# High School Heights Dataset

You will find three datasets containing heights of the high school students. 

All heights are in __inches__. 

__The data is simulated__. The heights are generated from a normal distribution with different sets of mean and standard deviation for boys and girls. 

|   Height Statistics (inches)    | Boys| Girls |
| ----------- | ----------- | ----------- |
| Mean       | 67       | 62 |
| Standard Deviation   | 2.9        | 2.2 |

There are 500 measurements for each gender.

Here are the datasets:

* __hs_heights.csv__: contains a single column with heights for all boys and girls. There's no way to tell which of the values are for boys and which ones are for girls.   

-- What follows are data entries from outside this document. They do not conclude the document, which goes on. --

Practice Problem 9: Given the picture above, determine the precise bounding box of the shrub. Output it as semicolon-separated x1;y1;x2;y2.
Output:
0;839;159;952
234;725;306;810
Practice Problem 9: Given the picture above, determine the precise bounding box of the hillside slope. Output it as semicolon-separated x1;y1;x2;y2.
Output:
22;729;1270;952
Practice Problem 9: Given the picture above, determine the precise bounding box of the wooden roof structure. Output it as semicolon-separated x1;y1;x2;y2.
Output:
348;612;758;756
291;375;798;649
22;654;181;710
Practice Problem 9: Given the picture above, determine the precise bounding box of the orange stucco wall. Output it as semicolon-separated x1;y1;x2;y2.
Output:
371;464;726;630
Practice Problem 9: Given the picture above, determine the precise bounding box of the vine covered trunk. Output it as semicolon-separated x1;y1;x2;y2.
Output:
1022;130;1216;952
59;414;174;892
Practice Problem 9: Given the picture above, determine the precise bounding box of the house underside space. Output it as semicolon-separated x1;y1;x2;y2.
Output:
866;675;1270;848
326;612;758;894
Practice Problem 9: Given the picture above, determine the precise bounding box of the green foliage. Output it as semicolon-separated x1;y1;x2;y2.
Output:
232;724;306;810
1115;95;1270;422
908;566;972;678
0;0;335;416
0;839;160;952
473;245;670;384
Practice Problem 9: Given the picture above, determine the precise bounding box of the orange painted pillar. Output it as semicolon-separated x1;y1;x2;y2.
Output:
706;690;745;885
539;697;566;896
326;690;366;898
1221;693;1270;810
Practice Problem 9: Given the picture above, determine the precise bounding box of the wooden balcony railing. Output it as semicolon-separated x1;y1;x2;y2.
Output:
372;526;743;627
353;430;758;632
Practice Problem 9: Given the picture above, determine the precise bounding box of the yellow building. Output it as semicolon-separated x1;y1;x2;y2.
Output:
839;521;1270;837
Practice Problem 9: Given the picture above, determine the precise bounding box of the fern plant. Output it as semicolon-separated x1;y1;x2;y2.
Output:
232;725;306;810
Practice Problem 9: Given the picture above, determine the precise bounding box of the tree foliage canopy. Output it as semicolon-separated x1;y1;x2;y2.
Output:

* __hs_heights_pair.csv__: has two columns. The first column has boy's heights. The second column contains girl's heights.

* __hs_heights_flag.csv__: has two columns. The first column has the flag __is_girl__. The second column contains a girl's height if the flag is __1__. Otherwise, it contains a boy's height.     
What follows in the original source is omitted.